Choque Séptico = Sepse + Necessidade de Vasopressor (PAM ≥ 65) + Lactato > 2 mmol/L.

Resumo-Chave

O diagnóstico de choque séptico exige evidência de anormalidades celulares e metabólicas profundas, manifestadas por hiperlactatemia persistente apesar da reposição volêmica.

Contexto Educacional

O consenso Sepsis 3.0 abandonou os critérios de SIRS (Síndrome da Resposta Inflamatória Sistêmica) devido à sua baixa especificidade, focando agora na disfunção orgânica mensurável. No caso clínico apresentado, o paciente apresenta pneumonia associada a falências múltiplas: cardiovascular (hipotensão), neurológica (Glasgow 12), hematológica (trombocitopenia), hepática (hiperbilirrubinemia) e metabólica (lactato 4,5). A identificação precoce do choque séptico é crucial para a implementação do 'bundle' de 1 hora, que inclui a coleta de culturas, administração de antibióticos de amplo espectro, ressuscitação volêmica com cristaloides e início de vasopressores se a hipotensão persistir. A hiperlactatemia é um sinal de alerta vermelho que deve guiar a agressividade da terapia de suporte.

Perguntas Frequentes

Qual a diferença entre Sepse e Choque Séptico no Sepsis 3.0?

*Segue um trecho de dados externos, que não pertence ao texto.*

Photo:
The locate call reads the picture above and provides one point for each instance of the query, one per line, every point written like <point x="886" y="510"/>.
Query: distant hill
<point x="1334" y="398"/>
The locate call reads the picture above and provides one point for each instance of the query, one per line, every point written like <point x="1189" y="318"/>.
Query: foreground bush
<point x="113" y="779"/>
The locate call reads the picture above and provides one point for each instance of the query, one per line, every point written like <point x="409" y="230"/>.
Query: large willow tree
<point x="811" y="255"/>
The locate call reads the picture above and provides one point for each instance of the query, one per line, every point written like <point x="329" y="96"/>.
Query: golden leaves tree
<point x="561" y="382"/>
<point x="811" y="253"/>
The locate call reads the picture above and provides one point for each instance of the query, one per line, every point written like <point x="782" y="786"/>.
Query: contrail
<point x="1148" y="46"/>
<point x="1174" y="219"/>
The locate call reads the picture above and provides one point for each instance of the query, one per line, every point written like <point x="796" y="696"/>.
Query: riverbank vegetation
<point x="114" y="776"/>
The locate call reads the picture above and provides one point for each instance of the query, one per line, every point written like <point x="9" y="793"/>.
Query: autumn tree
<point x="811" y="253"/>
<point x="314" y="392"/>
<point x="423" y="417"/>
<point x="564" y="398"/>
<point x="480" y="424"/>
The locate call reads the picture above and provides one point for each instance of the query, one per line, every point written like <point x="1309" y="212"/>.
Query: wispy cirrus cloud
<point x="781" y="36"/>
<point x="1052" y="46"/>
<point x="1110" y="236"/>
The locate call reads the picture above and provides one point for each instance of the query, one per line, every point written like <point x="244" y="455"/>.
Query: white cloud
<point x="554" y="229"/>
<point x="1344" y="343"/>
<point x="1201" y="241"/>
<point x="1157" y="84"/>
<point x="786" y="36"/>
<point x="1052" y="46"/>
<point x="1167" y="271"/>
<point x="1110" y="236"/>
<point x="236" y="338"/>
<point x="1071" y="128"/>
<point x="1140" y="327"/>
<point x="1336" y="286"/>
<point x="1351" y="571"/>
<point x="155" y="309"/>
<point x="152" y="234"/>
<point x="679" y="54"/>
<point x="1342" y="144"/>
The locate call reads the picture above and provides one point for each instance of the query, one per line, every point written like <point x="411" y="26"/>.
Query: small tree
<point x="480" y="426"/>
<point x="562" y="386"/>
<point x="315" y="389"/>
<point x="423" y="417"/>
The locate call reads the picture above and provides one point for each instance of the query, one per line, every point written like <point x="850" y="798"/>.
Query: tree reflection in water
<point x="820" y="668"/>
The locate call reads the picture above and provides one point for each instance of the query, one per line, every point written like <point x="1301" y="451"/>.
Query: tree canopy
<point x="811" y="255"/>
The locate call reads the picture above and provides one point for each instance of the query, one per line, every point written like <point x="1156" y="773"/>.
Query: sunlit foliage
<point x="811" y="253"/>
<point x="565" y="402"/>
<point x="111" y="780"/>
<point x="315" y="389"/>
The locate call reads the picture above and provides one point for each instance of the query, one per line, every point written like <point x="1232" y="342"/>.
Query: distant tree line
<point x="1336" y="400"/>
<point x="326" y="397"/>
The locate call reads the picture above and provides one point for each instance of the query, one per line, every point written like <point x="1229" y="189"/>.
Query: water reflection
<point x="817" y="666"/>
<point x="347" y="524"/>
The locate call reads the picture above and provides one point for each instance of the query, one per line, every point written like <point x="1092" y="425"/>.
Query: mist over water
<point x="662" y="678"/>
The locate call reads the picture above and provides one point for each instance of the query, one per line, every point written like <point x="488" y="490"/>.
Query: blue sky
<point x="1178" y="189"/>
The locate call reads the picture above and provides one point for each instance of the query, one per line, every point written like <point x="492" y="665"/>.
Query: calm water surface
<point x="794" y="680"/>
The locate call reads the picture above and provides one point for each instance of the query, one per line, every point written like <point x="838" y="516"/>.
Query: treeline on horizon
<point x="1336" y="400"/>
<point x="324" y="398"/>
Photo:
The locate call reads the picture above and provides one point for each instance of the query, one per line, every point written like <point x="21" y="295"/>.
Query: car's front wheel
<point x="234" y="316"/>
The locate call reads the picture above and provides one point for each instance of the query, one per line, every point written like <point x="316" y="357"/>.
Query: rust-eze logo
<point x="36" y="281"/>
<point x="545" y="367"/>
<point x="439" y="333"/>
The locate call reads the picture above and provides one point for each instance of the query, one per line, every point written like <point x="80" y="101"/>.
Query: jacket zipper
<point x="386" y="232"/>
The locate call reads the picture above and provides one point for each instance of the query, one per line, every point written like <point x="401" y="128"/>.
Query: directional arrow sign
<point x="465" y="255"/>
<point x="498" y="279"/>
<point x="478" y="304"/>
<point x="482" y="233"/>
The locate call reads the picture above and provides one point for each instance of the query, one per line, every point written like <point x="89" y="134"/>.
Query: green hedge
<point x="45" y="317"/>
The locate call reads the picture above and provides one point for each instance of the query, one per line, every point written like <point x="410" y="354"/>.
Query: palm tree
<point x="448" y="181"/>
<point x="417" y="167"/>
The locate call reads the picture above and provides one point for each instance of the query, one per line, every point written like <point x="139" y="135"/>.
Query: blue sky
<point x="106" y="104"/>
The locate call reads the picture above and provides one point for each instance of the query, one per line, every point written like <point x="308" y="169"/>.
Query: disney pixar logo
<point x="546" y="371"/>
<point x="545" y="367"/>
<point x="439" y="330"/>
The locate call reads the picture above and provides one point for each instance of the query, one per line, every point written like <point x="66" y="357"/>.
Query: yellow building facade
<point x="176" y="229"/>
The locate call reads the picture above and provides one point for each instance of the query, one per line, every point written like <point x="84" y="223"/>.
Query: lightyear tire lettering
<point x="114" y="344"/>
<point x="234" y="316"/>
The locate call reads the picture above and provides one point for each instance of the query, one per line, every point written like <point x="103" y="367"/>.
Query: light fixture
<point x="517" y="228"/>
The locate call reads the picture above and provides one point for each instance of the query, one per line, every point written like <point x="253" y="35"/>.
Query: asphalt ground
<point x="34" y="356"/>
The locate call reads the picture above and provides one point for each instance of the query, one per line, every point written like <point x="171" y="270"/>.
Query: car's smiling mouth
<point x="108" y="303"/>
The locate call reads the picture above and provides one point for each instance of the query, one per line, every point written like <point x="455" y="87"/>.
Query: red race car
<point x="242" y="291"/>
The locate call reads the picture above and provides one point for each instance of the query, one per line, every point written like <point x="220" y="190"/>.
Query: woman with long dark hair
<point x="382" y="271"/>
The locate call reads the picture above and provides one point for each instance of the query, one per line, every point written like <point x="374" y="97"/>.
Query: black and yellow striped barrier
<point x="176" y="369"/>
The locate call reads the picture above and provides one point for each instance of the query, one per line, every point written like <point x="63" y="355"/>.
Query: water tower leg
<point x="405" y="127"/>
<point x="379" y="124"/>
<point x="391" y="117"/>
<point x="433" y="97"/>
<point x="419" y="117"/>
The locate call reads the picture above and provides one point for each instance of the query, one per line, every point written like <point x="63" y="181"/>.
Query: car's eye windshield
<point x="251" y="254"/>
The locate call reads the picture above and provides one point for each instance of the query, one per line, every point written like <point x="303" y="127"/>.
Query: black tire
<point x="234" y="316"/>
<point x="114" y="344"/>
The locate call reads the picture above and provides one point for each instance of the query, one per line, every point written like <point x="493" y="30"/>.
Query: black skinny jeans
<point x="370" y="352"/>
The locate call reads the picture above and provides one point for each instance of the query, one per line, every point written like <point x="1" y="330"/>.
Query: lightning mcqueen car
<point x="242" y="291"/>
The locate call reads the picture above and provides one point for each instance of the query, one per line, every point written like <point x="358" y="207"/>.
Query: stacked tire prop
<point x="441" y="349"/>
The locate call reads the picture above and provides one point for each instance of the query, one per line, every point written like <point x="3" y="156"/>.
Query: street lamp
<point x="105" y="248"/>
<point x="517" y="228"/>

A sepse é definida como uma disfunção orgânica potencialmente fatal causada por uma resposta desregulada do hospedeiro à infecção, identificada por um aumento de ≥ 2 pontos no escore SOFA. O choque séptico é um subconjunto da sepse em que as alterações circulatórias e metabólicas celulares são graves o suficiente para aumentar substancialmente a mortalidade. Clinicamente, identifica-se pelo uso de vasopressores para manter a PAM ≥ 65 mmHg e um lactato sérico > 2 mmol/L (18 mg/dL) na ausência de hipovolemia.

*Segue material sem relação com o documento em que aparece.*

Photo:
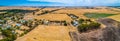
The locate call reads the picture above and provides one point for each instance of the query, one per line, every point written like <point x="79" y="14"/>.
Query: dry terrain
<point x="57" y="33"/>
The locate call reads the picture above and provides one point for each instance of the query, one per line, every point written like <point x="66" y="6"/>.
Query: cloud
<point x="82" y="2"/>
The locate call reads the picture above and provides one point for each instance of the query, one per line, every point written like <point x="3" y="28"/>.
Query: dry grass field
<point x="47" y="33"/>
<point x="56" y="33"/>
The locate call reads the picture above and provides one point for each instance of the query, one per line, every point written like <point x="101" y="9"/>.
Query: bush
<point x="86" y="27"/>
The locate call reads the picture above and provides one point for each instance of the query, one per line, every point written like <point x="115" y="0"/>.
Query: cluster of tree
<point x="87" y="24"/>
<point x="9" y="34"/>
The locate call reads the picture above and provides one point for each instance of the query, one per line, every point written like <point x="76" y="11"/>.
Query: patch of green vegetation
<point x="98" y="15"/>
<point x="87" y="24"/>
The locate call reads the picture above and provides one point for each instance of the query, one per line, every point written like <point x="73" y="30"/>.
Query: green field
<point x="98" y="15"/>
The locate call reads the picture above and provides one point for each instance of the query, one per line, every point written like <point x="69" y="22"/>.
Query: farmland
<point x="52" y="24"/>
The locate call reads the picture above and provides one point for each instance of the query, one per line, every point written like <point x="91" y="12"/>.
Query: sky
<point x="59" y="2"/>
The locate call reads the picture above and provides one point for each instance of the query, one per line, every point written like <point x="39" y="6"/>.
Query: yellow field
<point x="56" y="33"/>
<point x="115" y="17"/>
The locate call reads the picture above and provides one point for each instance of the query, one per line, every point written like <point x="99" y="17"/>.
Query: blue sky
<point x="60" y="2"/>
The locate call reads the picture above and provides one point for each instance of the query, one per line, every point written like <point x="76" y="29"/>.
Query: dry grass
<point x="47" y="33"/>
<point x="57" y="17"/>
<point x="115" y="17"/>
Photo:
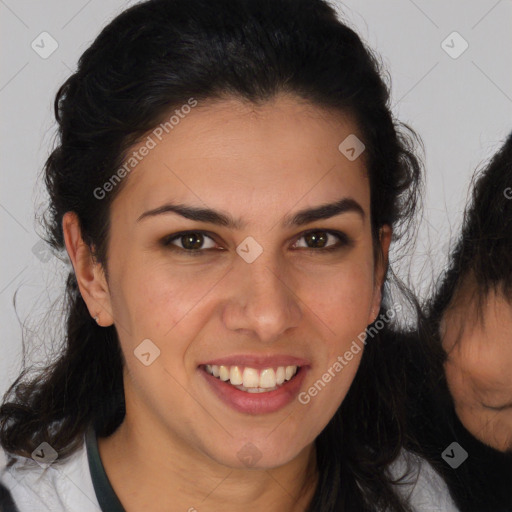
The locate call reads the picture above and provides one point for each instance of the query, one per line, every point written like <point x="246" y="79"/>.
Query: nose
<point x="263" y="302"/>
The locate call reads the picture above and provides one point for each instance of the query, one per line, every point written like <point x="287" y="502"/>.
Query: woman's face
<point x="478" y="368"/>
<point x="254" y="292"/>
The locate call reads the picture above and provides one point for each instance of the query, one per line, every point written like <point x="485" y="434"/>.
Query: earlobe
<point x="380" y="270"/>
<point x="89" y="273"/>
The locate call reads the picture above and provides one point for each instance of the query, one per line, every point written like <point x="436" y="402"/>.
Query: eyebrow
<point x="302" y="217"/>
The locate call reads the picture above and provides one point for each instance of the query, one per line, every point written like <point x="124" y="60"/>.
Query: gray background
<point x="461" y="107"/>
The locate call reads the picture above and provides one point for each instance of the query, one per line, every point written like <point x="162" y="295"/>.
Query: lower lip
<point x="256" y="403"/>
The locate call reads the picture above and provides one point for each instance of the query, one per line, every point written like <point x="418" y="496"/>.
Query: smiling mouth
<point x="252" y="380"/>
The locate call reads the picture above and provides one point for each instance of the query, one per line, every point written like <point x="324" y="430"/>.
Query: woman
<point x="470" y="314"/>
<point x="226" y="185"/>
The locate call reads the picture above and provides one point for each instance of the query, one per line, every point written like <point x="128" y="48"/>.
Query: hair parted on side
<point x="149" y="60"/>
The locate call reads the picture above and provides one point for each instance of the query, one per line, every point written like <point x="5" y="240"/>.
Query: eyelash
<point x="344" y="241"/>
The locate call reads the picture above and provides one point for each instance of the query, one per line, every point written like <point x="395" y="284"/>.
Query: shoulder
<point x="59" y="486"/>
<point x="420" y="484"/>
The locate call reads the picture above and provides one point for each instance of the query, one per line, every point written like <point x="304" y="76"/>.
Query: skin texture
<point x="478" y="366"/>
<point x="257" y="163"/>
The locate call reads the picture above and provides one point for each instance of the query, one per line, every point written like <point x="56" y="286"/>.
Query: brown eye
<point x="322" y="240"/>
<point x="189" y="241"/>
<point x="316" y="239"/>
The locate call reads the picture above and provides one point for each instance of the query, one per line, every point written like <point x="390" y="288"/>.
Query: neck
<point x="171" y="472"/>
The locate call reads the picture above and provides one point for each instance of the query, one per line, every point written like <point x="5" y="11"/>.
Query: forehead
<point x="231" y="152"/>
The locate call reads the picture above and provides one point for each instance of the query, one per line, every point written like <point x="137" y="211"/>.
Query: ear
<point x="89" y="273"/>
<point x="381" y="266"/>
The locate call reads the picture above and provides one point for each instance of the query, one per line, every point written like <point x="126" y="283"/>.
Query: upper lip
<point x="258" y="361"/>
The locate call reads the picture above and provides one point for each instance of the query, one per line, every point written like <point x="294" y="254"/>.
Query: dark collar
<point x="107" y="498"/>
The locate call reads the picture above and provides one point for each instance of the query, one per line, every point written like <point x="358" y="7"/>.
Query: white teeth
<point x="235" y="376"/>
<point x="252" y="380"/>
<point x="290" y="372"/>
<point x="268" y="378"/>
<point x="224" y="373"/>
<point x="280" y="374"/>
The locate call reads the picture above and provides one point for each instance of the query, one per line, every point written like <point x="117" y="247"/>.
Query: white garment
<point x="67" y="486"/>
<point x="61" y="487"/>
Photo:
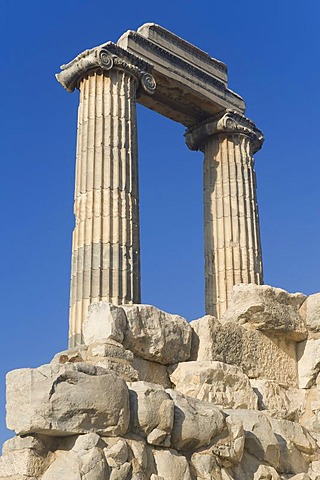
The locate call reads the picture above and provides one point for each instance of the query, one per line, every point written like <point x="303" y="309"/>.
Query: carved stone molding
<point x="223" y="122"/>
<point x="105" y="58"/>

Como o escore SOFA é utilizado no diagnóstico?

O escore SOFA (Sequential Organ Failure Assessment) avalia seis sistemas: respiratório (PaO2/FiO2), cardiovascular (pressão arterial e suporte de vasopressores), hepático (bilirrubina), renal (creatinina/débito urinário), neurológico (Escala de Glasgow) e coagulação (plaquetas). Um aumento agudo de 2 ou mais pontos no SOFA, decorrente de uma infecção, confirma o diagnóstico de sepse, refletindo uma mortalidade hospitalar superior a 10%.

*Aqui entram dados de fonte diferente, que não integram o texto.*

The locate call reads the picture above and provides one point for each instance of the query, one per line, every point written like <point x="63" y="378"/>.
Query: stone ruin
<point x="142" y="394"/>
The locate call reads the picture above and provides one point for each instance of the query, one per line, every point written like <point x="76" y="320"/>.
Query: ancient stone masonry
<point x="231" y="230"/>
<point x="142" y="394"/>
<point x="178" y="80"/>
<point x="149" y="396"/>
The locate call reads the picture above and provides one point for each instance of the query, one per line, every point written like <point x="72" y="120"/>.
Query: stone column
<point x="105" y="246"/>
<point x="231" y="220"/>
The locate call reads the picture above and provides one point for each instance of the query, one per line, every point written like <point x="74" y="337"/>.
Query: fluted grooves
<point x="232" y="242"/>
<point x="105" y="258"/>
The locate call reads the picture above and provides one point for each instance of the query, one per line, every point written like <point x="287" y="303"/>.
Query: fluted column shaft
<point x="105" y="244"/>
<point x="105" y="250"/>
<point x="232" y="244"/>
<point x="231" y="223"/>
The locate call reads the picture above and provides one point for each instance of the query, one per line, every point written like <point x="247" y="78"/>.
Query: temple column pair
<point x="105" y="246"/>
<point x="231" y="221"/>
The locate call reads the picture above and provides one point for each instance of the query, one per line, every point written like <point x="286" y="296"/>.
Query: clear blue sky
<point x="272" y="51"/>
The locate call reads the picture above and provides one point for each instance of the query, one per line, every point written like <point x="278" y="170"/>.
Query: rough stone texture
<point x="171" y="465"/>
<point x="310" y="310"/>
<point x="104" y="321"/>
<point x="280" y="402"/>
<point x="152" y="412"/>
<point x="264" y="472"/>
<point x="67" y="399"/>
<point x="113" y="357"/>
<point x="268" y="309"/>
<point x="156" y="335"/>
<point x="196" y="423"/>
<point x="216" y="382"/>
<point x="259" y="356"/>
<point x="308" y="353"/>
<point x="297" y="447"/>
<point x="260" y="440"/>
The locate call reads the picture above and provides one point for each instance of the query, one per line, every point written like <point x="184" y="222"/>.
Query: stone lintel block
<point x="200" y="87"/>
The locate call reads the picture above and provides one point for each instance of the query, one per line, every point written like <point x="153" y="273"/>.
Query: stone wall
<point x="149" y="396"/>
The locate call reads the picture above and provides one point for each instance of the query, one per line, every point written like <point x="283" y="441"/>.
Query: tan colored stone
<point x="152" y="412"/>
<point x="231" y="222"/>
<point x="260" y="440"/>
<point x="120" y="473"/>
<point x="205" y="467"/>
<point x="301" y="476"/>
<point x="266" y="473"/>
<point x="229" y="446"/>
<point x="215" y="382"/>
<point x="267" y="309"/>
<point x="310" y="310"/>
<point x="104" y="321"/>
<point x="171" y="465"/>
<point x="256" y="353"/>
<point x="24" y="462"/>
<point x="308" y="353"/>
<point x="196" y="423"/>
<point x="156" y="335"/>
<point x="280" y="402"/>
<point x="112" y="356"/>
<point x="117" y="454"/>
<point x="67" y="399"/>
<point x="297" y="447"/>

Por que o lactato é fundamental na definição de choque?

O lactato elevado é um marcador de hipóxia tecidual e disfunção metabólica celular. No contexto do choque séptico, a persistência de lactato > 2 mmol/L mesmo após ressuscitação volêmica adequada indica que a patologia vai além da simples hipovolemia, envolvendo disfunção microcirculatória e mitocondrial, o que justifica a classificação de choque e o pior prognóstico associado.